We have evaluated the results of EDAR on 23 real and simulated data sets including short reads with 35 base pairs on each read and 454 reads with around 100–200 base pairs on each read. For all of the error corrected data, the error rate was dramatically reduced (by an average of 35-fold). We compared the quality of Velvet assembly using either our error-corrected data or raw data as input reads. We found that when the input reads were relatively long (for example the 85H09_ex, 47A01_ex and Gingivalis data with around 100bps/read), the error-corrected data resulted in a better assembly, as defined by fewer contigs, larger N50 scores, longer maximum contig lengths, and longer average contig length. The exception to this was for MW2 data.
For very short reads, like the MW2 data set with 35 base pairs per read, our algorithm improves the data quality as defined by the error rate and fraction of fragments containing errors. However, the results for Velvet assembly with k = 23 are better for the raw, uncorrected read data. This is likely due to the fact that our algorithm performs error correction by removing errors from each read and splitting reads into shorter read fragments. Those fragments that are shorter than Velvet's k-mer length are ignored during the assembly. Thus splitting already small fragments may add an additional challenge to the assembly process. With the error detection and removal approach, there is an inherent tradeoff between read accuracy and read length in generating a good assembly.

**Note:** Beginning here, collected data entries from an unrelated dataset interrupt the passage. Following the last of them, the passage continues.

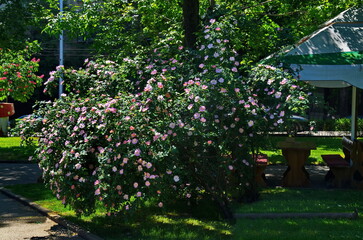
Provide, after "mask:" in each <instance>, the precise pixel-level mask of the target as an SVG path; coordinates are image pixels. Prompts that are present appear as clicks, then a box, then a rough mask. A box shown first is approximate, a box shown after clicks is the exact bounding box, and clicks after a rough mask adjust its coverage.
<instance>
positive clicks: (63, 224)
mask: <svg viewBox="0 0 363 240" xmlns="http://www.w3.org/2000/svg"><path fill="white" fill-rule="evenodd" d="M0 192H1V193H3V194H5V195H6V196H8V197H10V198H12V199H15V200H16V201H18V202H20V203H22V204H24V205H25V206H29V207H30V208H32V209H34V210H36V211H37V212H39V213H40V214H42V215H43V216H46V217H48V218H49V219H51V220H52V221H54V222H56V223H58V224H59V225H61V226H63V227H65V228H66V229H70V230H71V231H73V232H75V233H77V234H78V235H79V236H80V237H82V238H84V239H85V240H103V238H100V237H99V236H96V235H94V234H92V233H90V232H89V231H86V230H84V229H82V228H81V227H79V226H77V225H76V224H74V223H72V222H69V221H67V220H65V219H64V218H62V217H61V216H59V215H58V214H56V213H55V212H52V211H50V210H49V209H46V208H43V207H41V206H39V205H38V204H36V203H33V202H31V201H29V200H28V199H26V198H24V197H22V196H19V195H16V194H14V193H12V192H11V191H9V190H7V189H5V188H3V187H0Z"/></svg>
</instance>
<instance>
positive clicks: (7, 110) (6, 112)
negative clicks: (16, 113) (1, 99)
mask: <svg viewBox="0 0 363 240" xmlns="http://www.w3.org/2000/svg"><path fill="white" fill-rule="evenodd" d="M14 114H15V110H14V104H13V103H0V117H10V116H12V115H14Z"/></svg>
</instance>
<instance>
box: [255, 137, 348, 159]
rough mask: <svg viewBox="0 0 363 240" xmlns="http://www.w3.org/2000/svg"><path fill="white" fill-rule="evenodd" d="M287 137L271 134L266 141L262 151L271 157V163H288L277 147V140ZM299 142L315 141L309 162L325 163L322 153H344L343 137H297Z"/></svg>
mask: <svg viewBox="0 0 363 240" xmlns="http://www.w3.org/2000/svg"><path fill="white" fill-rule="evenodd" d="M285 139H286V137H282V136H281V137H280V136H271V137H269V138H268V139H267V141H265V146H264V147H262V149H261V152H262V153H265V154H267V155H268V157H269V163H270V164H281V163H286V161H285V160H284V157H283V156H282V153H281V150H280V149H278V148H277V142H280V141H284V140H285ZM295 140H296V141H299V142H313V143H315V145H316V150H312V151H311V154H310V157H309V159H308V164H323V160H322V159H321V155H322V154H342V147H341V146H342V138H341V137H296V138H295Z"/></svg>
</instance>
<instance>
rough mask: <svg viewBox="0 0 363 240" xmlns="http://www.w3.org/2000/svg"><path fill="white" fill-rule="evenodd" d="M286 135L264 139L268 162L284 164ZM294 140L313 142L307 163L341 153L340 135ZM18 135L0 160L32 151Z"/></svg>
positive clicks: (21, 157)
mask: <svg viewBox="0 0 363 240" xmlns="http://www.w3.org/2000/svg"><path fill="white" fill-rule="evenodd" d="M285 139H286V137H280V136H271V137H269V138H268V139H267V141H265V146H264V147H263V148H262V149H261V152H263V153H265V154H267V155H268V156H269V163H270V164H281V163H282V164H284V163H285V160H284V158H283V156H282V155H281V150H280V149H278V148H277V147H276V144H277V142H279V141H284V140H285ZM296 141H302V142H304V141H308V142H314V143H315V144H316V146H317V149H316V150H312V151H311V155H310V158H309V160H308V164H323V161H322V159H321V157H320V156H321V155H322V154H341V153H342V150H341V137H296ZM20 142H21V140H20V138H19V137H6V138H0V161H13V162H16V161H19V160H20V161H24V160H27V159H28V158H29V156H30V155H32V152H33V151H34V149H33V148H31V147H24V146H20Z"/></svg>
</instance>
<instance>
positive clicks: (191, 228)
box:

As our error detection algorithm has very high accuracy in identifying error regions (covers 99% of errors for the tested data sets), utilizing existing error correction algorithms (Chaisson et al., 2004; Chaisson and Pevzner, 2008) on these regions instead of splitting reads may further improve reads' quality and facilitate assembly effort for very short read lengths. However next generation sequencing companies, like Illumina/Solexa, are expected to generate longer reads (>50bps) with their coming new sequencing techniques (Voelkerding et al., 2009). This will reduce the extremely short fragments generated by EDAR. In addition, assembly algorithms which can utilize all read fragment information (long or short) may also have better assembly results using our error-corrected data.
Our algorithm can be applied to improve data quality in any large-scale genomic shotgun sequencing project in which target genomes or genomic regions are repeatedly sampled with sequencing reads positioned at random with high redundancy. The algorithm is robust even when the error rate for the input reads is relatively high (more than 3%). In addition, the algorithm framework can be extended to help detect polymorphisms and repeats given proper thresholds are provided for each category of k-mers.
Footnotes
Disclosure Statement
No competing financial interests exist.